# One of these things just doesn't belong here...



## hojimoe (Mar 7, 2008)

Ok so I'm sitting here watching my 40g planted, and I noticed something... I only had 4 rummynose...but I see 5 fish schooling...

my SAE is schooling with my rummynose....   

I think he may be lonely, time to put another one in there...

just thought I'd share that, he stopped by the time I got my camera ready


----------



## Westender (Mar 24, 2006)

SAE's love company. They're the most gregarious fish I know. I always keep them in groups - they seem far happier that way.


----------



## hojimoe (Mar 7, 2008)

Westender said:


> SAE's love company. They're the most gregarious fish I know. I always keep them in groups - they seem far happier that way.

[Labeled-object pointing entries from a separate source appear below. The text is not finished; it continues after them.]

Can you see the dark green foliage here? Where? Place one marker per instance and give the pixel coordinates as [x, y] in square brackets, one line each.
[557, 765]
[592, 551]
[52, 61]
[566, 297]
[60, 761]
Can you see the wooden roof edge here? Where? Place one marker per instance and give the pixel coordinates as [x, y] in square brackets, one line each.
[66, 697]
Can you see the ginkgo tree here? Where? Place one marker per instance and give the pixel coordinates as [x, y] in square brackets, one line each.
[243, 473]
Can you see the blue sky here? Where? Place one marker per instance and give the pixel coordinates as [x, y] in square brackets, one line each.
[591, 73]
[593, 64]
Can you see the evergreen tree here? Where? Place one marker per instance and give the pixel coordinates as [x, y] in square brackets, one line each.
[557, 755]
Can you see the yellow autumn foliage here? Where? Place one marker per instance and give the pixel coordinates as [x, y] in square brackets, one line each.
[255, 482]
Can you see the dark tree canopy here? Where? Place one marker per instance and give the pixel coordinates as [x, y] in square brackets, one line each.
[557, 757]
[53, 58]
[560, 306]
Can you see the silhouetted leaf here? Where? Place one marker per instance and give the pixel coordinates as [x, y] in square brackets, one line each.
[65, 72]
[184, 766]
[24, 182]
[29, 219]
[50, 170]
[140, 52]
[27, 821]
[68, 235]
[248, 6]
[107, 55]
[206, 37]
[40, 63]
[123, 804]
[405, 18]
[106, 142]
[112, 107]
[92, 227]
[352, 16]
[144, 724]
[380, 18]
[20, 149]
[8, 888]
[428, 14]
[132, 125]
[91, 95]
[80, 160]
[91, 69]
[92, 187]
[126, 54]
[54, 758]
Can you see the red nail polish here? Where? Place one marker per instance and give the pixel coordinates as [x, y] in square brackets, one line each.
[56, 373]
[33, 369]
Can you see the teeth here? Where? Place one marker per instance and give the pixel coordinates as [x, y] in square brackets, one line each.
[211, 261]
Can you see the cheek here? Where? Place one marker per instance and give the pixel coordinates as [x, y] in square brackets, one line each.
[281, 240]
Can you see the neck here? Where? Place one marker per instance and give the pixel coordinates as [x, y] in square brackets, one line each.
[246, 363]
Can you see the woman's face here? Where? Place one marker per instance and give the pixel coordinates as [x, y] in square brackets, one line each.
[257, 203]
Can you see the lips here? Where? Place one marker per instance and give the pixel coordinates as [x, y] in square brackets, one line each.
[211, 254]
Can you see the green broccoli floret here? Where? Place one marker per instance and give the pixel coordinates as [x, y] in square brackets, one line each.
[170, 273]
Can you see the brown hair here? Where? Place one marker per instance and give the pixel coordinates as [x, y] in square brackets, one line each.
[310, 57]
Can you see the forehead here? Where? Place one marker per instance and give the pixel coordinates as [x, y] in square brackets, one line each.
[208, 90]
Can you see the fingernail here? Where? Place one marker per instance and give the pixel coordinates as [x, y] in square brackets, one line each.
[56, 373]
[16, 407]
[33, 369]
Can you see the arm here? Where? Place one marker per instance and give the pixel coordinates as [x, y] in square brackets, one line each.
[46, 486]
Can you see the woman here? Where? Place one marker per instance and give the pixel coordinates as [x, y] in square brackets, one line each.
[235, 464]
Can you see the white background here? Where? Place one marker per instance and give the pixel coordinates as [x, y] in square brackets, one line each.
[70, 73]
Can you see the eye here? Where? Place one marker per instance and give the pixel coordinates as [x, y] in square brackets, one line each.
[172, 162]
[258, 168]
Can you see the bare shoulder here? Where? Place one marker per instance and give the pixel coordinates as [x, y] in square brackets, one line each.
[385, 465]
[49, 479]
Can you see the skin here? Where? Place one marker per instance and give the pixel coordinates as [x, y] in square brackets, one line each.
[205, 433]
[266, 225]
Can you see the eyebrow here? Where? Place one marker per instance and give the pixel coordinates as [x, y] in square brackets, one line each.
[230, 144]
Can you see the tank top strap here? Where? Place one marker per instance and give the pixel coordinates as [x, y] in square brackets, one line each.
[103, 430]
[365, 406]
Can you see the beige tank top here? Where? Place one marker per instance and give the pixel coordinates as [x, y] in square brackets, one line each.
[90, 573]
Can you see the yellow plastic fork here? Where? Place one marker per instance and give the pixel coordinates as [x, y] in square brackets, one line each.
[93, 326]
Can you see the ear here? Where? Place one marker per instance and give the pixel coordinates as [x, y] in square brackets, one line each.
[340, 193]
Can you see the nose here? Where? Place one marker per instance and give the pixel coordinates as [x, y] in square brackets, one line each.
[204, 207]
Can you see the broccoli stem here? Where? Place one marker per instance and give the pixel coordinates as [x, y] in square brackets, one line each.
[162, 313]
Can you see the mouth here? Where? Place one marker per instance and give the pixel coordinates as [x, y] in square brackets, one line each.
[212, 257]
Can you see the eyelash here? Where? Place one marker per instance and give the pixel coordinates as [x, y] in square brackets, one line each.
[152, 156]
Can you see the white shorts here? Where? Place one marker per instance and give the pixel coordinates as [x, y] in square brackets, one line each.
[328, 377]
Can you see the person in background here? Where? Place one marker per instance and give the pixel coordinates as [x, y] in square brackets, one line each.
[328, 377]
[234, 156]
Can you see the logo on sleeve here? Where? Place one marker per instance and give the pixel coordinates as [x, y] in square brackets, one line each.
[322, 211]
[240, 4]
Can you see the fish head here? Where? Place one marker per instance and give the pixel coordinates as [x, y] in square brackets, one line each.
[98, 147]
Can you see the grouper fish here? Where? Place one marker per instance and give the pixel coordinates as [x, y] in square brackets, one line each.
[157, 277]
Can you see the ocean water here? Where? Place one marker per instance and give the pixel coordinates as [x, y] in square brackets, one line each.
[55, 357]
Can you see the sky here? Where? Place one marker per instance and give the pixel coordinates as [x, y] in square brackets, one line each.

i have 3 more in my other tnak, but it's also heavily planted....i can't catch them, and they wont fall for my waterbottle trap


----------



## Chris S (Dec 19, 2007)

Those guys are zero fun to catch in a planted tank. You basically have to rip the tank apart.


----------



## Ciddian (Mar 15, 2006)

yes..... yes... no fun to catch. 

Guess you will have to buy more!


----------



## hojimoe (Mar 7, 2008)

Ciddian said:


> yes..... yes... no fun to catch.
> 
> Guess you will have to buy more!


i'm still hoping on the falling for a water bottle trick .... i don't want to buy more b/c then I have the quarantine them


----------



## Westender (Mar 24, 2006)

Mine are very tame and eat from my fingers. If I need to catch them, I hold some blood worms in my fingers with a large net below. When they come to feed, I net them out...


----------



## KhuliLoachFan (Mar 8, 2008)

Where can I get me a true-blue SAE, not the pseudo-siamese-algae-eaters?

W


----------



## Westender (Mar 24, 2006)

Harold often has 'em at Menagerie.


----------



## hojimoe (Mar 7, 2008)

i actually got mine from BA's at steeles...a while back , they have them time to time, although I have seen the flying fox labeled at SAE the odd time :\


----------



## Chris S (Dec 19, 2007)

Westender said:


> Mine are very tame and eat from my fingers. If I need to catch them, I hold some blood worms in my fingers with a large net below. When they come to feed, I net them out...


They are usually very even tempered like that, kinda funny guys!


----------



## Chris S (Dec 19, 2007)

If you don't know how to build a bottle trap, check out this thread: http://www.aquaticplantcentral.com/forumapc/do-yourself-aquarium-projects/52854-fish-trap.html


----------